Nach dem Kampf hatte man sich in der großen Eingangshalle versammelt. Die Kadaver der Stiere wurden beiseite in die Küche geschafft und die Frauen waren damit beschäftigt das Blut von der Schlacht wegzuwischen. Die großen Lampen, die von der Decke hingen, brannten bereits, auch wenn die Sonne noch nicht untergegangen war.

Nach vorne hin fanden sich zwei große eiserne Tore, die ein ungewolltes eindringen fast unmöglich machten. An einem dieser Tore waren die Männer zusammen mit Lane damit beschäftigt das Schloss wieder in Stand zu setzen. Die Stiere hatte es mit ihrer brachialen Gewalt einfach aufgebrochen.

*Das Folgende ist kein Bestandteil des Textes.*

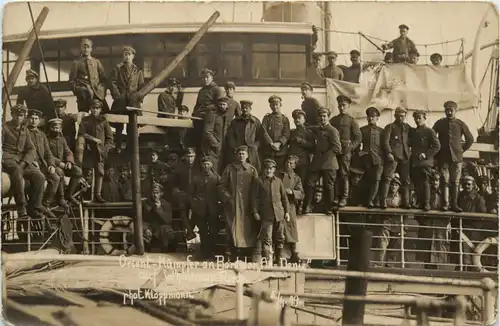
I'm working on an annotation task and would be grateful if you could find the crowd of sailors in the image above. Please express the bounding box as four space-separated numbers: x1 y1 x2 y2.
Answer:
2 26 498 268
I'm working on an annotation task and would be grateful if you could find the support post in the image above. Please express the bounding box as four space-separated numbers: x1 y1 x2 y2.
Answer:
342 227 373 326
128 111 144 255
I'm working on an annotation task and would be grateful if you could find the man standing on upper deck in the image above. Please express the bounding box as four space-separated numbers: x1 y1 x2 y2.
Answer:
432 101 474 212
111 46 144 154
300 82 321 127
321 51 344 80
330 95 361 207
382 24 417 63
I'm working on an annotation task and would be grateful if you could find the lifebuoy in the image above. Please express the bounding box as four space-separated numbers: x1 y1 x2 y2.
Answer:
99 216 134 256
472 237 498 273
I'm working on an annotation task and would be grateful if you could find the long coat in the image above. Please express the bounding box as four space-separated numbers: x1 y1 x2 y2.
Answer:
281 172 304 242
219 163 260 248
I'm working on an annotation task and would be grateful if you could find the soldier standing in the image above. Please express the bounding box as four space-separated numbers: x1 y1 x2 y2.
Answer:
191 156 220 259
252 159 290 264
2 104 47 218
77 99 113 203
330 95 361 207
227 100 262 171
380 107 411 209
410 110 441 211
281 155 304 263
359 107 384 208
304 108 342 214
432 101 474 212
110 46 144 154
288 109 315 185
16 69 56 121
28 110 61 208
218 145 262 263
260 95 290 171
47 119 82 206
300 83 321 126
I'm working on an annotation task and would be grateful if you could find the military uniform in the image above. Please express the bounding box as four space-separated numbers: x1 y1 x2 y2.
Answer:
260 95 290 171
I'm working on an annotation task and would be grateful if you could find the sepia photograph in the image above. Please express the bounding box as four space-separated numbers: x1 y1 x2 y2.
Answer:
0 0 500 326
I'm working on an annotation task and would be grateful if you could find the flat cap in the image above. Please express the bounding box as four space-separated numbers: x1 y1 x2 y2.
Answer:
262 158 277 167
292 109 306 119
28 110 43 118
224 82 236 89
365 106 380 117
54 98 68 108
300 82 313 91
122 45 135 54
200 69 215 76
240 100 253 106
268 95 283 103
26 69 38 78
337 95 352 104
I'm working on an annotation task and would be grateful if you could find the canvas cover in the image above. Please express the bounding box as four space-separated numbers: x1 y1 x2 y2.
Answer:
326 64 478 118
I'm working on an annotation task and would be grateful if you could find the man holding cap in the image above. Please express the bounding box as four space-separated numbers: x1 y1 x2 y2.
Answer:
110 45 144 153
382 24 418 63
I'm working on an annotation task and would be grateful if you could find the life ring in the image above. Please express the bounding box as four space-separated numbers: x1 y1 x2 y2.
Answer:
472 237 498 273
99 216 134 256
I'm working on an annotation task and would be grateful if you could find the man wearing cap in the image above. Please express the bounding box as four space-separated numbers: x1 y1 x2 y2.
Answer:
190 156 220 259
110 45 144 153
252 159 290 265
16 69 56 119
280 155 304 263
218 145 262 263
47 118 82 206
69 38 108 113
2 104 46 218
359 107 384 208
226 100 262 171
260 95 290 171
76 99 113 203
28 110 61 208
330 95 361 207
410 110 441 211
321 51 344 80
201 97 229 172
300 82 321 126
304 108 342 214
432 101 474 212
142 183 177 252
380 107 411 209
288 109 315 185
382 24 417 63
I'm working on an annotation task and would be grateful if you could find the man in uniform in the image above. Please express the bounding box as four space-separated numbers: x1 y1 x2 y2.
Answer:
201 97 229 171
16 69 56 120
47 118 82 206
330 95 361 207
218 145 262 263
304 108 342 214
28 110 61 208
2 104 47 218
191 156 220 259
300 82 321 126
410 110 441 211
226 100 262 171
359 107 384 208
260 95 290 171
288 109 315 185
382 24 417 63
380 107 411 209
432 101 474 212
110 45 144 154
320 51 344 81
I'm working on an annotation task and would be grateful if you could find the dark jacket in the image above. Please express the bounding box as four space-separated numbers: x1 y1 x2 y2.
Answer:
432 118 474 163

Aus dem kleinen Korridor, der im östlichen Teil hinaus zum Schützenplatz führte, befanden sich Lanes Werkstatt und dich Küche, aus der ab und zu ein aufgeregtes Geschnatter drang.

Für die Menschen in dem Lager, schien der Angriff fast Routine zu sein und Shiroi war einerseits beeindruckt, aber auch entsetzt darüber, wie die Leute mit der Situation umgingen.

Doch für die Kleine was das alles entsetzlich und sie konnte nicht verstehen, wie einige Männer es schafften bereits wieder Scherze zu machen.
 

"Hör endlich auf zu jammern, Thomas!", Axel zog ihm eine über die Rübe. Wegen der lächerlichen Fleischwunde am Oberschenkel, spielte der Kraftprotz jetzt schon seit einer halben Stunde den Wehleidigen. Dabei hatte er verhältnismäßig Glück gehabt. Ryo saß etwas entfernt, an einem der langen Tische und tauchte seine Arme in eine Kräuterlösung. Der Schweiß stand ihm auf der Stirn und das Lächeln war einer angestrengten, fast steinernen Maske gewichen.

Shiroi saß ihm gegenüber und schaute entsetzt in die Lösung. Rote Blutfäden waberten durch das Wasser und die Verätzungen waren von einem dicken Eiterfilm überzogen. Rafael kam heran und wechselte bereits zum sechsten Mal das Wasser. "Wenn das so weiter geht, gehen uns bald die Kräuter aus. Gott Ryo, was hast du nur angestellt?"

Der Brillenträger blieb ruhig, er war viel zu sehr damit beschäftigt nicht ständig schmerzerfüllt aufzustöhnen und die Wellen des Schmerzes niederzukämpfen, die sekündlich seine Arme empor pochten.

"Er wird doch wieder gesund, oder?", fragte Shiroi besorgt.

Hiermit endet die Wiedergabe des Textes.